A colourful intervention by Shift architecture urbanism transforms Bernard Tschumi’s glass pavilion in Groningen into a spatial experience modulated by layered colours.
Originally conceived as a video display space for the 1990s architecture festival 'What a wonderful world!', Bernard Tschumi’s transparent pavilion has since served artists for site-specific installations. To celebrate it’s 25th anniversary, the Rotterdam-based architects at Shift were invited to temporarily turn the structure into an alluring experience. Shift principal and architect Thijs van Bijsterveldt explains: ‘As architects, we were interested in interacting with the pavilion itself by interrogating Bernard Tschumi's original concept. Tschumi chose glass for its reflective quality, creating “instable facades” that would reflect the video images endlessly. We wanted to reinterpret this idea.’

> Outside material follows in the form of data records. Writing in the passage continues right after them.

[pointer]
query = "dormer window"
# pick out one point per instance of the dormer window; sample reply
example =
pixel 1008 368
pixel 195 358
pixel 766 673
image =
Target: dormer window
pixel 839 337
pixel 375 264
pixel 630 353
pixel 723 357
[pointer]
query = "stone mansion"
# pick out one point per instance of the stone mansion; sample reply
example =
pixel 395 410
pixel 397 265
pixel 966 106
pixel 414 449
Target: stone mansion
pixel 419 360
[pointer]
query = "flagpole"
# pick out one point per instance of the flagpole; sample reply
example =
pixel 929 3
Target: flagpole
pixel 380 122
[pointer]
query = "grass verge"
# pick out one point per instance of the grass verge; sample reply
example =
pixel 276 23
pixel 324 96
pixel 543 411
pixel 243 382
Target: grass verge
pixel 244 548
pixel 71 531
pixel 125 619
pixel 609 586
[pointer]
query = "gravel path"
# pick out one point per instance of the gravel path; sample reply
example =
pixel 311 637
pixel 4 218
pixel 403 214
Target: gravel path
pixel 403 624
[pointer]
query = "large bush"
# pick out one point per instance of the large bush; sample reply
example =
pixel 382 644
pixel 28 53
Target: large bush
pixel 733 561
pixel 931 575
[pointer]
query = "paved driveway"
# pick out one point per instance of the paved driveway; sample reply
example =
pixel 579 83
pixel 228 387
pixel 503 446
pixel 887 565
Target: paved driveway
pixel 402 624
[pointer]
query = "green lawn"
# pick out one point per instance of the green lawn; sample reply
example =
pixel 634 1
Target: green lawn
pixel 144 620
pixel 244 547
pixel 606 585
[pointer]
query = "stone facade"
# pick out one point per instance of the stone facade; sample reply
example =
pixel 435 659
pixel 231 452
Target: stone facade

In order to recreate the original instability conceived by Tschumi, colours now replace videos. The structure is completely wrapped with bands of cyan, magenta and yellow, overlapping and alternating to create blue, green and red hues. Thanks to translucent films applied to the façade’s clear glass panels, a three dimensional colour space arises in front of spectator’s eyes and mutates while they freely circulate through the building. ‘Taking advantage of the pavilion's situation on a busy traffic junction, our intervention was conceived considering movement in and around it,’ says van Bijsterveldt. ‘Instead of using the glass envelope to mix videos, the CMY pavilion uses the glass to mix colors.’
The CMY pavilion will remain tinted in hues of cyan, magenta and yellow until September 2015.